In fact as with the majority of County employees, the County Administrator's salary was reduced.

Casey February 13, 2013 at 10:43 PM
2 months of vacation is ridiculous. If the job is so important how can we spare the administrator for that many days????
Ryan February 14, 2013 at 05:54 PM
Here is what most people don't realize. Accrued vacation does not equal redeemed vacation. In my case I seldom used it, and when I left an employer I was compensated for that time. It's deferring your compensation at one pay rate (P1), accumulating hours (H), to then be compensated at a later date--when you assume you'll have a higher pay rate (P2) for each hour accumulated in the past (H). The math is simple: P1 x H = V1 and P2 x H = V2...Where V1 = the value to the administrator under pay rate while hours earned, and V2 = the value to the administrator under pay rate at end of employment when pay rate is the highest...The difference between them (V2-V1=G), where G = the additional cost to employ him/her. So the administrator will make a killing later when hours are redeemed, compared to if we (the citizens) had to compensate based on his pay rate at the time the hours were earned. Pretty smart really. Think about it: Doesn't raise eyebrows (really) with a $250k salary--figures doesn't want to look too far out of line with public sector employees, then gets another 1/6th salary paid as vacation accruals at some point in the future when it is expected that the value of those accruals will be far greater (V1) than they would have been had they been redeemed at the value while earned (V2), which means we cash administrator out with lump sum (G). Assuming no cap on accruals... Is that the best way to pay--or incentivize our employees? Maybe...I don't know.
Ryan February 14, 2013 at 05:55 PM
I realize I lost most people at "The math" unfortunately...
Ryan February 14, 2013 at 06:06 PM
I'm fine with total compensation package, so long as: * There are reasonable limitations on vacation accrual totals * Redemption of accruals at V1 (value at time earned) *The total value of compensation package is competitive with other competitive private sector positions (preferably it is valued between 10-20% LESS than a competitive private sector position--since let's face it, once they're in guvm'nt, they don't leave--which tells me there's tremendous job security unlike in the "real world"). *The candidate we hire is the best one for the job--and is reasonably priced... *And finally, (here's the kicker) so long a the job is getting done as well as a private employer could... ...it's a wishlist...doesn't mean it has to be realistic...

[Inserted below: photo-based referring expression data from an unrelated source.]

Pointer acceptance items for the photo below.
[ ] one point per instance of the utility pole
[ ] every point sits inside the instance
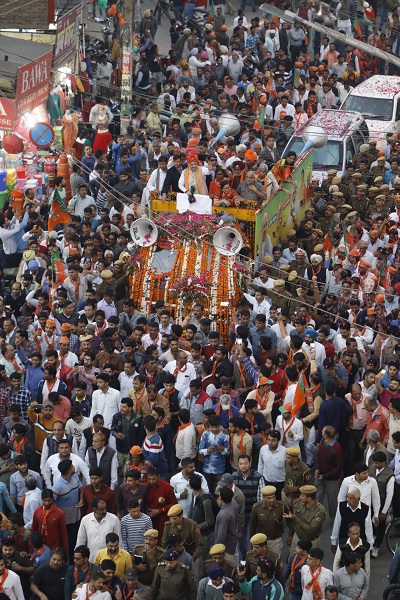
(126, 85)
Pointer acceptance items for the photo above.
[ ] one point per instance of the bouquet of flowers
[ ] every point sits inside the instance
(192, 289)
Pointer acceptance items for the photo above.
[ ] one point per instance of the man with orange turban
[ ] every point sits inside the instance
(193, 178)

Casey February 14, 2013 at 06:24 PM
The purpose of vacation is to give people a break. If they don't take it, maybe they don't need it and maybe we shouldn't be paying for it. Better yet, as in my private sector job, only allow two years of vacation to be accrused, use it or lose it. I wouldn't be complaining if we were in good fiscal shape, but it appears that we are not and we've been too generous w/ pensions that we can't afford.